Ich fuhr unter einer leichten Berührung zusammen und sah, wie mir ein dünnes Blatt fahler Flechten über den Schuh schlug. Ich trat danach und es zerfiel zu Pulver, und jedes Fleckchen begann zu wachsen.
Ich hörte Cavor scharf aufschreien und sah, dass ihn eines der festgewachsenen Bajonette des Strauchwerks gestochen hatte.
Er zögerte, feine Augen suchten unter den Felsen um uns. Ein plötzlicher rosiger Schein war einen rauen Felspfeiler emporgekrochen. Es war ein ganz merkwürdiges Rosa, ein fahles Magenta.
»Sehn Sie!«, sagte ich und drehte mich um, aber siehe, Cavor war verschwunden.
Einen Moment stand ich gebannt. Dann tat ich einen hastigen Schritt, um über den Rand des Felsens zu blicken. Aber in meiner Überraschung über sein Verschwinden vergaß ich von neuem, dass wir auf dem Monde waren. Der Druck meines Fußes, den ich zum Schritt ausübte, hätte mich auf der Erde einen Meter weit getragen, auf dem Monde trug er mich sechs – gute fünf Meter über den Rand hinaus. Im Moment hatte das etwa die Wirkung jenes Albs, in dem man fällt und fällt. Denn während man auf der Erde in der ersten Sekunde eines Falls sechzehn Fuß fällt, fällt man auf dem Monde zwei, und mit nur einem Sechstel seines Gewichts. Ich fiel, oder ich sprang vielmehr zehn Meter hinab, denke ich. Es schien eine ganze Zeit zu dauern, fünf oder sechs Sekunden, sollte ich meinen. Ich schwebte durch die Luft und fiel wie eine Feder, knietief in eine Schneetrift auf dem Boden einer Rinne aus blaugrauem, weißgeädertem Fels hinein.

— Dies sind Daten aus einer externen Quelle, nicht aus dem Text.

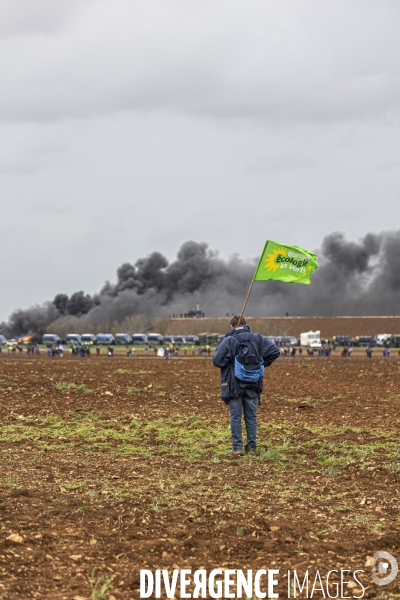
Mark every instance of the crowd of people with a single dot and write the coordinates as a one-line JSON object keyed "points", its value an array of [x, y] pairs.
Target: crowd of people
{"points": [[84, 350]]}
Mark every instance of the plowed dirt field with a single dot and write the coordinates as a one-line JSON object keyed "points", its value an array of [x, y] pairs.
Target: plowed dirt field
{"points": [[112, 465]]}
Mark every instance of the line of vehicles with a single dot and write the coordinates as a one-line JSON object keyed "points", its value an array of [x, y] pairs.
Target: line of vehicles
{"points": [[310, 339]]}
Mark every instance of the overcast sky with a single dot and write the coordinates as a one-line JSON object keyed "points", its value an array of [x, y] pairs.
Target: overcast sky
{"points": [[131, 126]]}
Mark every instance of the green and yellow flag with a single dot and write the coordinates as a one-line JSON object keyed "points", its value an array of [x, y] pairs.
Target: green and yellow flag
{"points": [[285, 263]]}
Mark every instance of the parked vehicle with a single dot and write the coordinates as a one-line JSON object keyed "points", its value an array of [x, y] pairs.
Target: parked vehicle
{"points": [[73, 338], [88, 338], [50, 338], [122, 338], [394, 341], [283, 340], [155, 338], [364, 340], [311, 339], [344, 340], [382, 338], [195, 314], [192, 339], [139, 338], [105, 338]]}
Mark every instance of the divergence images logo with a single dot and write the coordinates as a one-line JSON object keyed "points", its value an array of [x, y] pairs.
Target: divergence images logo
{"points": [[383, 568]]}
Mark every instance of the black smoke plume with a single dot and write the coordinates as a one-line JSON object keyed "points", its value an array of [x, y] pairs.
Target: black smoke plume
{"points": [[354, 278]]}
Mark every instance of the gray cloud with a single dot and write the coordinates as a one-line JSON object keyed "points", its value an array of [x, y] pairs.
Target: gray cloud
{"points": [[354, 278], [126, 126]]}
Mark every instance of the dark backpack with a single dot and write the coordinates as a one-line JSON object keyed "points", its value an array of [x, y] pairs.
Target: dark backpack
{"points": [[249, 365]]}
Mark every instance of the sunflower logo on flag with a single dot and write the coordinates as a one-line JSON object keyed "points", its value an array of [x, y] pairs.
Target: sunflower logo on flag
{"points": [[270, 263]]}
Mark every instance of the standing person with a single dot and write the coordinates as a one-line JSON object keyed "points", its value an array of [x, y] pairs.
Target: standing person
{"points": [[243, 396]]}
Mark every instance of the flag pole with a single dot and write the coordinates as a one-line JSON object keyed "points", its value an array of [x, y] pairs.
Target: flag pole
{"points": [[245, 302], [251, 285]]}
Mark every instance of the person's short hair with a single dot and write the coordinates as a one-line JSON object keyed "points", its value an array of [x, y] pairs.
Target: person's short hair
{"points": [[235, 320]]}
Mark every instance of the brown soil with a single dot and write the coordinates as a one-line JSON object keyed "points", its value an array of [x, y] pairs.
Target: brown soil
{"points": [[321, 494]]}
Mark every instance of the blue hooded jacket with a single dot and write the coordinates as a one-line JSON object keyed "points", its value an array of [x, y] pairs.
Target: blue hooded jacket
{"points": [[224, 359]]}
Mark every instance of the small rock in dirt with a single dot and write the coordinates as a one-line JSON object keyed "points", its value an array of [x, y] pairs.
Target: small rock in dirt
{"points": [[16, 538]]}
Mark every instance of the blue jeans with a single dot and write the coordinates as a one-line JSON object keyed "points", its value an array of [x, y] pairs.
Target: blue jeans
{"points": [[246, 402]]}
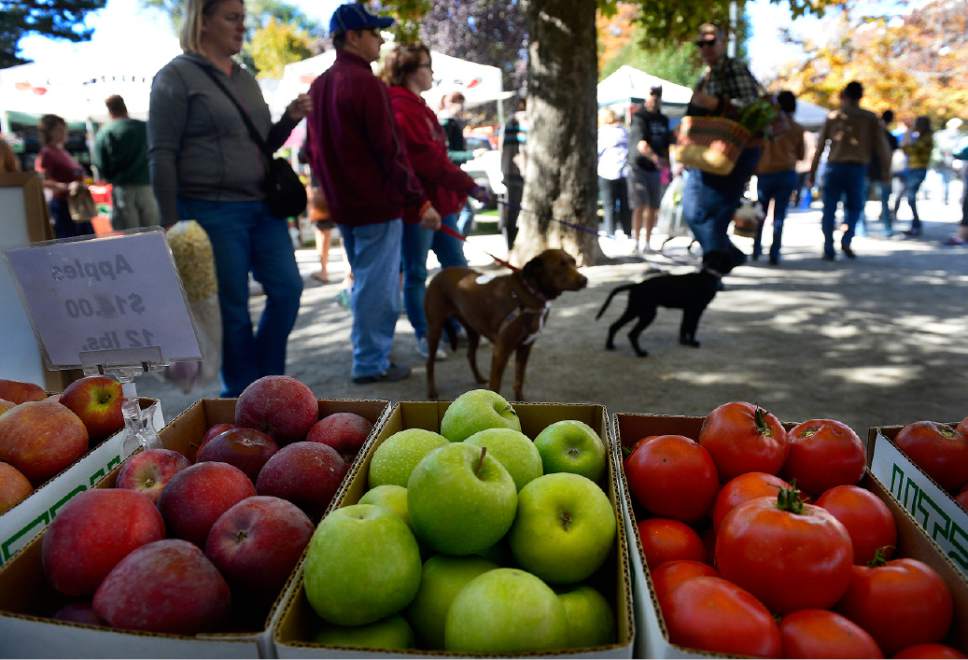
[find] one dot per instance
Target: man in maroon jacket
(361, 164)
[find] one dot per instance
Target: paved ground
(883, 339)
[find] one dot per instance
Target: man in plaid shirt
(710, 200)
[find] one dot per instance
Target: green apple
(443, 578)
(389, 496)
(564, 529)
(589, 616)
(391, 633)
(461, 500)
(571, 446)
(505, 612)
(362, 565)
(475, 411)
(515, 451)
(398, 455)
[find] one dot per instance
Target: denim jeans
(842, 181)
(374, 255)
(709, 202)
(778, 187)
(417, 242)
(614, 194)
(246, 237)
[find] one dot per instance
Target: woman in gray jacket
(205, 166)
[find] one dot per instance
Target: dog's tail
(618, 289)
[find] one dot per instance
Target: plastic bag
(195, 261)
(670, 220)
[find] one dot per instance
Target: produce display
(759, 541)
(473, 540)
(40, 436)
(188, 544)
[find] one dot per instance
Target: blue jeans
(709, 202)
(778, 187)
(246, 237)
(374, 255)
(417, 242)
(842, 181)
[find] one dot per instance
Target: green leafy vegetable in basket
(756, 116)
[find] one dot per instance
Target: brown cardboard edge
(185, 418)
(624, 610)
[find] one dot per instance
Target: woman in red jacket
(408, 72)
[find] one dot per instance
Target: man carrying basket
(713, 187)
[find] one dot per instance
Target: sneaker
(393, 374)
(424, 350)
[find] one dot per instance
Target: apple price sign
(114, 294)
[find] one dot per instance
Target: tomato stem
(789, 499)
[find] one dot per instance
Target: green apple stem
(480, 461)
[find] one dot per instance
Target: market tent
(628, 82)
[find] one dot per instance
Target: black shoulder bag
(285, 193)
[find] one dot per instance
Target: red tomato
(713, 614)
(742, 489)
(962, 498)
(672, 477)
(673, 574)
(867, 519)
(929, 651)
(790, 555)
(743, 438)
(667, 540)
(901, 603)
(939, 450)
(823, 634)
(823, 453)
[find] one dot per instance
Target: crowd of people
(385, 173)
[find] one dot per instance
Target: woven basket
(710, 144)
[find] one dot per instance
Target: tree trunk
(561, 184)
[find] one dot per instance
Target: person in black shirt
(649, 139)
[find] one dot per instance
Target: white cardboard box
(296, 624)
(29, 518)
(27, 601)
(652, 640)
(944, 520)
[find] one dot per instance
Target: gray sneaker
(393, 374)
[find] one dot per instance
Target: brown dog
(509, 310)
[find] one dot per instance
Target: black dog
(691, 293)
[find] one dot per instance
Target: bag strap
(253, 133)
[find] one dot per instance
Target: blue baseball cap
(353, 16)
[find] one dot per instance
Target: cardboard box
(29, 518)
(26, 599)
(298, 621)
(944, 520)
(653, 638)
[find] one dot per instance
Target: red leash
(460, 237)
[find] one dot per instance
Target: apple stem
(480, 461)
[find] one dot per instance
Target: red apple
(305, 473)
(18, 392)
(14, 487)
(79, 613)
(97, 401)
(92, 533)
(246, 449)
(149, 471)
(279, 405)
(195, 498)
(344, 432)
(258, 542)
(166, 587)
(41, 438)
(213, 431)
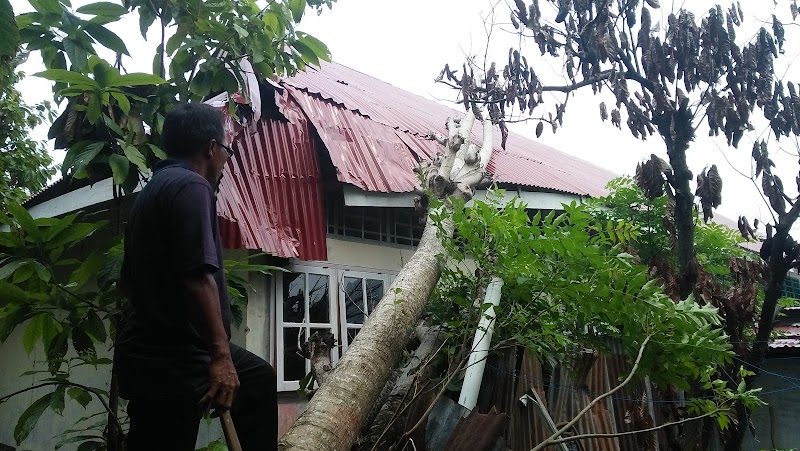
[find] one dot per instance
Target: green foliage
(9, 38)
(112, 121)
(723, 397)
(56, 300)
(715, 243)
(25, 165)
(111, 126)
(569, 285)
(216, 445)
(238, 285)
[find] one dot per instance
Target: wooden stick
(231, 439)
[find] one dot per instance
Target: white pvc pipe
(473, 375)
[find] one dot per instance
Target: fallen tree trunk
(333, 417)
(387, 428)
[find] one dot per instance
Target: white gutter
(473, 375)
(355, 197)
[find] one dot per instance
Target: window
(305, 305)
(320, 299)
(359, 294)
(389, 225)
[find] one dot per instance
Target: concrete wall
(255, 334)
(776, 423)
(14, 361)
(367, 254)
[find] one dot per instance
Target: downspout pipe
(473, 375)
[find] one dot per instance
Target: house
(323, 182)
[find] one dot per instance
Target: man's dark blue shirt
(172, 231)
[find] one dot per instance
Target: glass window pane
(294, 365)
(294, 303)
(374, 293)
(354, 300)
(318, 298)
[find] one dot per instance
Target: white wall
(14, 361)
(367, 254)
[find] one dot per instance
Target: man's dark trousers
(173, 426)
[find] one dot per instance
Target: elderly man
(173, 357)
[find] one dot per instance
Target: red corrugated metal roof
(397, 116)
(365, 153)
(271, 194)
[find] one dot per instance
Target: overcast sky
(406, 43)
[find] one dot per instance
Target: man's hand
(224, 384)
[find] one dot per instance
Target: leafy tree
(111, 127)
(569, 285)
(26, 165)
(668, 80)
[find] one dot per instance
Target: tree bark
(333, 417)
(676, 129)
(430, 339)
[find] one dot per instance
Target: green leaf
(9, 34)
(42, 272)
(75, 52)
(58, 348)
(82, 342)
(82, 396)
(33, 333)
(241, 31)
(75, 233)
(146, 18)
(136, 158)
(66, 439)
(80, 155)
(297, 7)
(94, 327)
(306, 52)
(137, 79)
(315, 45)
(57, 400)
(157, 151)
(88, 268)
(66, 76)
(103, 9)
(93, 445)
(94, 109)
(9, 268)
(123, 101)
(24, 219)
(29, 418)
(107, 38)
(11, 315)
(119, 168)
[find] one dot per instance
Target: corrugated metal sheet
(790, 338)
(271, 194)
(411, 117)
(365, 153)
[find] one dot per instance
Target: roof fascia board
(355, 197)
(87, 196)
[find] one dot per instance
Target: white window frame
(332, 325)
(338, 317)
(341, 274)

Ich blickte mich um. »Cavor!«, rief ich; aber kein Cavor war zu sehen.
»Cavor!«, rief ich lauter, und die Felsen warfen mir ihr Echo zurück.
Ich wandte mich wild, zu den Felsen und kletterte auf ihre Gipfel. »Cavor!«, rief ich. Meine Stimme klang wie die Stimme eines verlorenen Lammes.
Auch die Sphäre war außer Sicht, und einen Moment bedrückte mir ein furchtbares Gefühl der Verlassenheit das Herz.
Dann sah ich ihn. Er lachte und gestikulierte, um meine Aufmerksamkeit auf sich zu lenken. Er stand auf einem nackten Felsstück zwanzig oder dreißig Meter entfernt. Seine Stimme konnte ich nicht hören, aber seine Gesten sagten: »Springen Sie!« Ich zögerte; die Entfernung schien enorm. Aber ich überlegte mir, ich müsse doch sicher imstande sein, eine größere Entfernung zu nehmen als Cavor.
Ich tat einen Schritt zurück, nahm mich zusammen und sprang mit aller Macht. Ich schien geradewegs in die Lust emporzuschießen, als sollte ich nie wieder herunterkommen …
Es war furchtbar und reizvoll, und so wild wie ein Alb, auf diese Art davonfliegen. Ich sah gleich, dass mein Sprung viel zu heftig gewesen war. Ich flog glatt über Cavors Kopf weg, und sah eine stachlige Wirrnis in einem Spalt meinem Fall entgegenstarren. Ich stieß einen Schreckensschrei aus. Ich streckte die Hände vor mich hin und spannte meine Beine.
Ich schlug auf eine pilzartige Masse, die rings um mich aufspritzte und nach allen Richtungen hin eine Masse orangefarbener Sporen fortschleuderte und mich mit orangegelben Pulver bedeckte. Ich überschlug mich sprudelnd und kam, von atemlosem Lachen geschüttet, zur Ruhe.
Ich sah Cavors kleines, rundes Gesicht über eine borstige Hecke spähen. Er rief eine matte Frage. »Eh?«, versuchte ich zu rufen, konnte es aber vor Atemmangel nicht. Er arbeitete sich zu mir hin, indem er vorsichtig durch die Büsche kam.
»Wir müssen uns in acht nehmen«, sagte er. »Dieser Mond hat keine Zucht. Er wird uns noch zerschmettern lassen.«
Er half mir auf die Füße. »Sie haben sich zu sehr angestrengt«, sagte er, indem er mit der Hand auf das gelbe Zeug klopfte, um es von meinem Anzug zu entfernen.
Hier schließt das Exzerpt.